Alerting of Loose Foreign Keys Deleted Records Processing
After identifying a recent problem with LFK Processing: #419119 (closed) We should add some alerting on LFK workers, to make sure they are working as expected, and catching up with the deleted records.
We have some Prometheus Metrics that we can use for this alerting: loose_foreign_key_updates, loose_foreign_key_deletions , loose_foreign_key_incremented_deleted_records, loose_foreign_key_rescheduled_deleted_records
Some ideas on events that we should alert on
- Number of partitions on the
loose_foreign_keys_deleted_recordsonmainorciis higher thanX. Probably 3 is a good number forX - Number of deletions/updates are high for long time. This refers to child records being updated or deleted.

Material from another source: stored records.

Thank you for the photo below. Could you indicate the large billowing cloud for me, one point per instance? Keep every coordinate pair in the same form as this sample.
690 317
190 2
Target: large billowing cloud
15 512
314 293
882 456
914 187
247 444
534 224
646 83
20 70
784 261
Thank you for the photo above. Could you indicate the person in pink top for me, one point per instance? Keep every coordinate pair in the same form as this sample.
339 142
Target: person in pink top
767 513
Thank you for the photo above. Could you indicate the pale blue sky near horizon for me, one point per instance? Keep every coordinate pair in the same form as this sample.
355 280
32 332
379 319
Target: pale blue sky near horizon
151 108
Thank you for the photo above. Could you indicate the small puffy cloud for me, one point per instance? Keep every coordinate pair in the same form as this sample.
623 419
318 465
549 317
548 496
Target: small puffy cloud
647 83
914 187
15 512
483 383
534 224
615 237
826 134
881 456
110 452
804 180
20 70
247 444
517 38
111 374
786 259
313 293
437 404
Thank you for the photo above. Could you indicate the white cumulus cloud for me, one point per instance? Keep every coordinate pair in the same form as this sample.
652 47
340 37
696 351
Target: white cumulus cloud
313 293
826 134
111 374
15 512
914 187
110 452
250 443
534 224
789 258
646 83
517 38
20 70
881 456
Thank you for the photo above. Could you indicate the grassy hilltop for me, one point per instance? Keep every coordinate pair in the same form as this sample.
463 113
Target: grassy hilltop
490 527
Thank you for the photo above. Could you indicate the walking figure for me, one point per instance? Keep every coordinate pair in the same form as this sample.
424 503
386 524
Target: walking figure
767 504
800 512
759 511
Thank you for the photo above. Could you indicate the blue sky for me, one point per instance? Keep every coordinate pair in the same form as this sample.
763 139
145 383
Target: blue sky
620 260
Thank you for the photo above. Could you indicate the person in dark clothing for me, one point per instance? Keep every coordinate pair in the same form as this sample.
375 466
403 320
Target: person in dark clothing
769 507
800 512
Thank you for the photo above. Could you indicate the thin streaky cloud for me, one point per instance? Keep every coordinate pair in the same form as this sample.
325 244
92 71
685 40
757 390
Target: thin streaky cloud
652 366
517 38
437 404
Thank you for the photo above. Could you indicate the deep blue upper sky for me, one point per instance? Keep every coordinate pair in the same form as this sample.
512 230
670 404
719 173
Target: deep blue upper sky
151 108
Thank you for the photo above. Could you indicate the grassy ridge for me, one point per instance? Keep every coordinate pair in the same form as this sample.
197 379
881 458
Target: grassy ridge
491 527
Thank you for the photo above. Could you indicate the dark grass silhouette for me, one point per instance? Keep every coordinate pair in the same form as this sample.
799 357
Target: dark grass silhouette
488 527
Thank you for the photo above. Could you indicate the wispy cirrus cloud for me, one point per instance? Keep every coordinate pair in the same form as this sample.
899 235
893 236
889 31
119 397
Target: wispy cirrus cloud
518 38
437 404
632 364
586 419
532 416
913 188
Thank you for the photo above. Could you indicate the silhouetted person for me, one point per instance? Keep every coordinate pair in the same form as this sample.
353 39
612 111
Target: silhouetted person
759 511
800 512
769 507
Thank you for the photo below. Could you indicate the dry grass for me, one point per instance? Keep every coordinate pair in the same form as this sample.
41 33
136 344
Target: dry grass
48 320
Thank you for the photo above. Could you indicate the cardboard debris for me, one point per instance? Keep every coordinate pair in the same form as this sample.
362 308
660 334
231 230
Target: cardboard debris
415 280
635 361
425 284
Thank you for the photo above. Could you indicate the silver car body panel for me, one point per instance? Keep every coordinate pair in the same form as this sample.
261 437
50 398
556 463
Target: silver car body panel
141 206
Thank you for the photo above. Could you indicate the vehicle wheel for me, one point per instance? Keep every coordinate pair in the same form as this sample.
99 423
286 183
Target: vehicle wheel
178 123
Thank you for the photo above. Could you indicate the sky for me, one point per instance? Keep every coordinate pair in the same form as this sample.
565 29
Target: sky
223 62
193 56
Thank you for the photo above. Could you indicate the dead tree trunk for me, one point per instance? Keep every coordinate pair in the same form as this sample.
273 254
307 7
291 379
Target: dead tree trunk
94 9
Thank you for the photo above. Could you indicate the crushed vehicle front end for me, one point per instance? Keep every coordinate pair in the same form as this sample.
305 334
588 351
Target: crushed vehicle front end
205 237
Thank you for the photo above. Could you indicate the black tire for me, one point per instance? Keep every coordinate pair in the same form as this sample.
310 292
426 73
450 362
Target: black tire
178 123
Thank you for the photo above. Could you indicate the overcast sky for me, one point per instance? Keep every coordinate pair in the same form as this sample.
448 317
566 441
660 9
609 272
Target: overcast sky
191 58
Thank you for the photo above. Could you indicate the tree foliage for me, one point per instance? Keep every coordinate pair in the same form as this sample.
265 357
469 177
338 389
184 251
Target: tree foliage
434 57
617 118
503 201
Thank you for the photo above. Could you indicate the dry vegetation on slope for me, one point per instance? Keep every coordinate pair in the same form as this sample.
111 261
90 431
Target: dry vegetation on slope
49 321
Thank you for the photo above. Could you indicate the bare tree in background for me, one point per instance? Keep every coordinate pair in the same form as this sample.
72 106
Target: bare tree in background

- We hit the time/processed items limits for more than X days on 1 database ? This information might also not be available in the current metrics. Maybe we need to modify the https://gitlab.com/gitlab-org/gitlab/-/blob/master/app/services/loose_foreign_keys/batch_cleaner_service.rb to add this information.
- We have many pending records in the database > 0 for long time (more than X days) ? This information might not be available in current metrics. Maybe we need to modify the https://gitlab.com/gitlab-org/gitlab/-/blob/master/app/services/loose_foreign_keys/batch_cleaner_service.rb to add this information.
The Goal
The goal at the end is to make sure that we don't have a big number of pending records in the loose_foreign_key_deleted_records table with status = 1. If we reach this state, we should be alerted to look into what's wrong. At the time of writing this issue, we had 29M pending records on the CI database
An example of a similar alerting MR related to another topic (Consistency Checking): gitlab-com/runbooks!5646 (merged)